A single project built to validate a much larger platform decision — and lay the foundations for scalable agentic experiences across LinkedIn's customer support chat.
Rather than trying to build everything at once, we scoped the first release tightly: an Invoice Agent that lets B2B customers find, select, and download their invoices through a guided agentic conversation. ~30,000 requests per year. 7,800+ customer hours lost to manual back-and-forth. One well-designed agent flow to eliminate it — and validate the model for everything that comes next.
LinkedIn's support chat handles thousands of billing requests every year — low-complexity, high-friction work that consistently escalated to human consultants. The bet was that an agentic experience could replace that loop entirely: letting customers resolve billing issues themselves, inside the chat, without a ticket. Prove it works once, and the same platform pattern extends to every case type that follows.

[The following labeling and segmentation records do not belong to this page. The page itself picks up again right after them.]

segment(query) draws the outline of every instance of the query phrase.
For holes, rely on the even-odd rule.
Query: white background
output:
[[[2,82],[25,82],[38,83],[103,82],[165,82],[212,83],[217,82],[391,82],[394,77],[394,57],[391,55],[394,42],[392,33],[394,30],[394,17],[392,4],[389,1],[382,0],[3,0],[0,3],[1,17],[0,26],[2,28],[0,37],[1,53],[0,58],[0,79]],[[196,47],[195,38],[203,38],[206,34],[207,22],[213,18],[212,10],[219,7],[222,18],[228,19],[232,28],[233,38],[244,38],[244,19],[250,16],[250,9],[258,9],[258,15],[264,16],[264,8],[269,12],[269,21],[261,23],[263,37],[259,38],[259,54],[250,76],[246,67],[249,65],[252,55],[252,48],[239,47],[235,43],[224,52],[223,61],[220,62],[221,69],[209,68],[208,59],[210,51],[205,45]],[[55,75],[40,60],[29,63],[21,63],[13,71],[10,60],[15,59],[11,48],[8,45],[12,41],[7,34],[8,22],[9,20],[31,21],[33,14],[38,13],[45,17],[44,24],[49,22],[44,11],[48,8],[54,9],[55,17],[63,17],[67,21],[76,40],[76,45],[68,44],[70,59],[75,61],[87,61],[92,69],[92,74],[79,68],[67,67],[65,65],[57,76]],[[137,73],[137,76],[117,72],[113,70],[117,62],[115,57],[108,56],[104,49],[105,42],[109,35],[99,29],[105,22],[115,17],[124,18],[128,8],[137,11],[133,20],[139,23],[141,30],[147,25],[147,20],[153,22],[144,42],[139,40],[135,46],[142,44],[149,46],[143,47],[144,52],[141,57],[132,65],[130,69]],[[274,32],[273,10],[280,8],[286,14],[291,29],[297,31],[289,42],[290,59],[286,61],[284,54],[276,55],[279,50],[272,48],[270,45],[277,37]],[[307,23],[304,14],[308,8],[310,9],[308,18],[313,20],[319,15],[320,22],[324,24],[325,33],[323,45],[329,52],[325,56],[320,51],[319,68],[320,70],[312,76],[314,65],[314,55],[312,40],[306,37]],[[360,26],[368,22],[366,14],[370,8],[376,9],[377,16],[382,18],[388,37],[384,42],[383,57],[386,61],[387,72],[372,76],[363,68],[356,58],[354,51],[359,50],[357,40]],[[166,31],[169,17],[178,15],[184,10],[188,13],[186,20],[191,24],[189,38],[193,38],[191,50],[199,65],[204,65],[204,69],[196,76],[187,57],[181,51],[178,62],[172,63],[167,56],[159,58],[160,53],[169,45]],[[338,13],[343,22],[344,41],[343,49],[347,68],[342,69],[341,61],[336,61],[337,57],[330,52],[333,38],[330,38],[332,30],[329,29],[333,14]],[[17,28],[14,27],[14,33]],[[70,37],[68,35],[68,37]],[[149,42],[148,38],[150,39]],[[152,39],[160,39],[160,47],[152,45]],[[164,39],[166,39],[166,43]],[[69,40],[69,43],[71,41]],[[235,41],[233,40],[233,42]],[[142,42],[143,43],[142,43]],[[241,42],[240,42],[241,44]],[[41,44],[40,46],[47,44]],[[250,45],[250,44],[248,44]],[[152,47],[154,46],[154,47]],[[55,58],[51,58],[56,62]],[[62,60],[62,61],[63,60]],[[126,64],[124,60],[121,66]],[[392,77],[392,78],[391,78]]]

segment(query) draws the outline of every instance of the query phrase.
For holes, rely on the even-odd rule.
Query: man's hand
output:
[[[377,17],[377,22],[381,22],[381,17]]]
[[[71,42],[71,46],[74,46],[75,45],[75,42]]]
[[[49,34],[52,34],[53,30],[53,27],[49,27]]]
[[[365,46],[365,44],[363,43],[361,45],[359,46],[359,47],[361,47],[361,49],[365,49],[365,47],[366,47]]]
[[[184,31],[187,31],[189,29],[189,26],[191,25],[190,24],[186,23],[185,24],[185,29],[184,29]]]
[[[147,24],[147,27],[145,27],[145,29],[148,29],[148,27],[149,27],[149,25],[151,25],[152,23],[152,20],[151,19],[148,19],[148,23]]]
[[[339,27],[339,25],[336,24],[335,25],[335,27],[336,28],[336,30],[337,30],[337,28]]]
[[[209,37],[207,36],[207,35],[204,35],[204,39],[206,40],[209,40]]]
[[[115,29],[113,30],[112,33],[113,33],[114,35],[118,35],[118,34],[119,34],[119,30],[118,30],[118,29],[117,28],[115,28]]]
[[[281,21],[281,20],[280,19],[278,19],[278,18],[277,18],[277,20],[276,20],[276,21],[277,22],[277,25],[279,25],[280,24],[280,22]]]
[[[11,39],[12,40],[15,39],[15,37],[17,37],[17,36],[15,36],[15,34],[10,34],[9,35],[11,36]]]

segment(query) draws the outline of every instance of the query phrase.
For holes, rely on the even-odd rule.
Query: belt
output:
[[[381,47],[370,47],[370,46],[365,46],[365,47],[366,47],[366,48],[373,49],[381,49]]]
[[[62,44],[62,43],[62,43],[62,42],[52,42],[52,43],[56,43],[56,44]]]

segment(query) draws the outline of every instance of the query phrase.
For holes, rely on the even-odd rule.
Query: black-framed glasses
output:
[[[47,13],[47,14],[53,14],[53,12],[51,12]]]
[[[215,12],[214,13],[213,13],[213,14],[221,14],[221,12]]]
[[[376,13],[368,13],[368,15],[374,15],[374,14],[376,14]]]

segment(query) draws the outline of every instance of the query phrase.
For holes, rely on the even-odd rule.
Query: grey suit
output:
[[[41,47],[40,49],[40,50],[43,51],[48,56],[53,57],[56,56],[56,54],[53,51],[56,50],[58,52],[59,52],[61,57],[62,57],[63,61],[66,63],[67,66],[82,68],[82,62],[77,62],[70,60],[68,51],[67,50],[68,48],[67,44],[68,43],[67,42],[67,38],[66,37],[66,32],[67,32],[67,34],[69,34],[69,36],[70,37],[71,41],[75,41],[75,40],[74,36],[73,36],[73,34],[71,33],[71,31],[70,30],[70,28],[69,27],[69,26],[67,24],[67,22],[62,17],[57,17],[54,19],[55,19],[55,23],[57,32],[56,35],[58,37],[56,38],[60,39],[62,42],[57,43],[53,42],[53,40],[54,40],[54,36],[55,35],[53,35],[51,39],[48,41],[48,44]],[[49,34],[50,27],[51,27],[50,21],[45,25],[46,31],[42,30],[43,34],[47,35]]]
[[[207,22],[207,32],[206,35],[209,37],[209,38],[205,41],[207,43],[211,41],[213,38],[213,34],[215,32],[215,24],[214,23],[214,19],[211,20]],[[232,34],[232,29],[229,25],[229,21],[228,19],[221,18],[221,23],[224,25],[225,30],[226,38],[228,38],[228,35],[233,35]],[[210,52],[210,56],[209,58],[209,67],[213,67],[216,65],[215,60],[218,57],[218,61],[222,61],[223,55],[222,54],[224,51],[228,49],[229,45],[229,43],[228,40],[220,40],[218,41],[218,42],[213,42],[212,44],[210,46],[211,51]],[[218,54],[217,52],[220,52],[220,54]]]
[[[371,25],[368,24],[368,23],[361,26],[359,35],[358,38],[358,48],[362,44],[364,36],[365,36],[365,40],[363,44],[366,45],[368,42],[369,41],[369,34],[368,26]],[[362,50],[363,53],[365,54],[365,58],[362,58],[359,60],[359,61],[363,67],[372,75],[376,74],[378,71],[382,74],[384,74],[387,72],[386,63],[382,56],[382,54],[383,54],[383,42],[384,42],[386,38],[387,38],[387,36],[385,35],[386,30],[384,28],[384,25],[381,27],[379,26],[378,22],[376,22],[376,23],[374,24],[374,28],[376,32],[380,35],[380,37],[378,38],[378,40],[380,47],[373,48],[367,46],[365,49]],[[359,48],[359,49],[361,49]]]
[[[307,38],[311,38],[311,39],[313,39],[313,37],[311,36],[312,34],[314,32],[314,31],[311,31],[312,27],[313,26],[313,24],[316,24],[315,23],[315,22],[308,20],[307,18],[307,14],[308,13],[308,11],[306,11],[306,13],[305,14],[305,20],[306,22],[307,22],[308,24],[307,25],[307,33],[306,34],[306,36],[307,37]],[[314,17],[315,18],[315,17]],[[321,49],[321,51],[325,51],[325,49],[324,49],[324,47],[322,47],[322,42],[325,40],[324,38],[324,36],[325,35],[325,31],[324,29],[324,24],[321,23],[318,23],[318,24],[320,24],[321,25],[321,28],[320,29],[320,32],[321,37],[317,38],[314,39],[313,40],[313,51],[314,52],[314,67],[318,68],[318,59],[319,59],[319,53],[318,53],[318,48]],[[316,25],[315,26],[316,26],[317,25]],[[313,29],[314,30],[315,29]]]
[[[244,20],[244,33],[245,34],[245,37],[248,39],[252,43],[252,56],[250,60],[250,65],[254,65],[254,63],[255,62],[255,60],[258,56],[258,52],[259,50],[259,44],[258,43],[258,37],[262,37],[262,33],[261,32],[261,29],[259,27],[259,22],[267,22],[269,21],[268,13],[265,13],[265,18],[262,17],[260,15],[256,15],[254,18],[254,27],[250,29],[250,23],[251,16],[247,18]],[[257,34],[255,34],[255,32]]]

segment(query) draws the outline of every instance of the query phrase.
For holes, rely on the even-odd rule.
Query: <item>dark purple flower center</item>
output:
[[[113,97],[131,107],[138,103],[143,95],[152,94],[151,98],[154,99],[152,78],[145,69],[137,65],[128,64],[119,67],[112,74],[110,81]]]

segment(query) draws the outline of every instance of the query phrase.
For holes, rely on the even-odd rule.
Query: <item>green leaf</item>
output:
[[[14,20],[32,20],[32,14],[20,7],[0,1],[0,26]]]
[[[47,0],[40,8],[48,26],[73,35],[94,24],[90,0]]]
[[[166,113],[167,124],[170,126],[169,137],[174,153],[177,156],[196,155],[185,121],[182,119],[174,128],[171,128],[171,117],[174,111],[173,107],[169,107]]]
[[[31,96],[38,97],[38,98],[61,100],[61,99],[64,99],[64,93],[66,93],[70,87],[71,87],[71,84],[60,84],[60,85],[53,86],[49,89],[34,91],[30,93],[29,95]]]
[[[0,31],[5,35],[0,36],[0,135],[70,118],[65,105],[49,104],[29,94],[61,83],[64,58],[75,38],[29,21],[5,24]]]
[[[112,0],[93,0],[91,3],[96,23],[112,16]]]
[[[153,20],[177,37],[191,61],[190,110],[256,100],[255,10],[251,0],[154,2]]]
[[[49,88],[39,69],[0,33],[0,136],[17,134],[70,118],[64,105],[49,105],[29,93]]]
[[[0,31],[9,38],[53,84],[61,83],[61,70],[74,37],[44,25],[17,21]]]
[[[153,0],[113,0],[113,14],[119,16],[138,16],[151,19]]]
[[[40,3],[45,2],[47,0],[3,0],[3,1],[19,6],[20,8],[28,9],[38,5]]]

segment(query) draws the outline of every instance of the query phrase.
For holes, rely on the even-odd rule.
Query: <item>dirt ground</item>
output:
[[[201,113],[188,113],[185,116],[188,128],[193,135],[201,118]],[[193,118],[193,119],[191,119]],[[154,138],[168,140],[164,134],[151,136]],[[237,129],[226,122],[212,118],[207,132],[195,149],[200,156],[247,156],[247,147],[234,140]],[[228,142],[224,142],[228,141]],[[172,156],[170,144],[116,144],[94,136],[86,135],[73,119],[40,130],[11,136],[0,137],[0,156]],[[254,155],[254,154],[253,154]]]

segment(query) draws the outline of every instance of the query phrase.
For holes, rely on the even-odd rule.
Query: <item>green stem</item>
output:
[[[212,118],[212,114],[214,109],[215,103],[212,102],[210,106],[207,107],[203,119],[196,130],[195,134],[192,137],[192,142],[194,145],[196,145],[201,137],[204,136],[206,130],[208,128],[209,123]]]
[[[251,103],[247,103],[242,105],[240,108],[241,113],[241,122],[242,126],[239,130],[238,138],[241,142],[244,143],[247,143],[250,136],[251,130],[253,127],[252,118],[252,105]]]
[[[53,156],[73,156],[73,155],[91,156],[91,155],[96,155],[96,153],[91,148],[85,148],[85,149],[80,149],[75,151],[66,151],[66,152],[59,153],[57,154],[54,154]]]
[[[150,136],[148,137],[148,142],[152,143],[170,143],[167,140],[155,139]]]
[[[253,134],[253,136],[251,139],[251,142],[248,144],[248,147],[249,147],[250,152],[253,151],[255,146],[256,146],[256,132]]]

The primary user is the LinkedIn business customer — an admin, finance contact, or account owner who needs an invoice, has a billing question, or wants to resolve a charge. Previously, every one of these requests required opening a support ticket and waiting. This project gave them a path to self-serve: faster, with no human in the loop. The reduction in support consultant hours — ~1,200/year of manual invoice handling — was the downstream effect of the customer experience actually working.
I owned the full design process: defining how the agentic conversation should work, designing every UI state, and building a working coded prototype to prove the concept was shippable. Alongside the prototype, I built a shared component library — every chat primitive, form pattern, loading state, and information surface — so future flows don't start from zero.